One of the long-term problems with that approach is that it does little for the unemployed poor or the marginally employed poor, whose standard of living has diverged sharply from that of the middle class. (Here, economics and mode of living are closely linked: The median income for a married couple with children is about $100,000, and the overwhelming majority of households in the top 20 percent of incomes are two-earner couples, generally married.) For reasons having to do with the parochialism and small-mindedness of the American intellectual classes, we spend a great deal of time talking about the shocking net worths of Silicon Valley billionaires and the big bonuses of Wall Street sharks, as though the poor were poor because Jeff Bezos is rich.
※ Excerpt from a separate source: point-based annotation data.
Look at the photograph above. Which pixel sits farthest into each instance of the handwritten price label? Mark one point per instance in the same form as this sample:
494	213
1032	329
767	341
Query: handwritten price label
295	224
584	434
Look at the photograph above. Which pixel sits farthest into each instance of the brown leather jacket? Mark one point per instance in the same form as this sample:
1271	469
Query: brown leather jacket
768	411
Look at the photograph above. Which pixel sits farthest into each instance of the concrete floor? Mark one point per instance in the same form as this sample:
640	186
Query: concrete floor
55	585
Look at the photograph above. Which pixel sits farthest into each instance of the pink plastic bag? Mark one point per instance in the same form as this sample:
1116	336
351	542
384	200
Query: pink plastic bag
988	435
In fact, the benevolence of the affluent professionals who dominate the country politically and staff its major institutions is directed largely at themselves, which is why we are debating writing off the debts of Harvard-educated lawyers rather than talking about the social and economic failures of, say, Milwaukee, and how these affect poor people, who rarely write New York Times guest columns or testify before congressional subcommittees.

 

To return to the beginning: The “surprise” medical-bill rule is one more little bit of effort to use business regulation to service the interests and demands of the politically important classes. And, as often is the case, those interests will be served by making the health-care system a little bit worse than it already is. Here, that will happen by forbidding doctors, hospitals, and certain other providers from billing patients at all in these situations, obliging them instead to charge insurers. This will have the effect of reinforcing still further the centrality of insurance to the medical system. As the Times reports, a Congressional Budget Office study finds that the new law will reduce the incomes of doctors and other providers, in part by imposing a mandatory arbitration regime on them. The loss of bargaining power and income “would happen to providers that both do and do not send surprise bills, because taking away the option would reduce their leverage in negotiating contracts with health insurers.” Which is to say, a law that purportedly was meant to bring insurers to heel has in fact strengthened their economic position.

 

What the United States needs is not a British monopoly-style system or a libertarian free-market fantasy or the Democratic dream of Scandinavia on the cheap, but instead a more multipolar system than the one we already have. Ideally, this would include health insurance that functions as insurance, i.e., as a financial product for risk mitigation, not as a dues-collecting membership club for medical care; an intelligently designed and administered form of social insurance that would see to the interests of those who cannot see to their own, including poorly provided-for children, the disabled, and others; and, perhaps most important, functional, consumer-driven markets for both health insurance and for health care per se, with most non-emergency care purchased out of pocket, the same way Americans pay for cars or mobile phones or Netflix rentals. There are some obvious challenges to getting that done: our generally incompetent public administration; bad political incentives; complicating economic realities (including the fact that such a large share of health-care spending happens at the end of life and for patients with chronic conditions); inertia; stubbornness; and the surprising stupidity, alternating with piggish intelligence, of American corporate management.

 

Or, we could pass another dumb law every time somebody complains about something.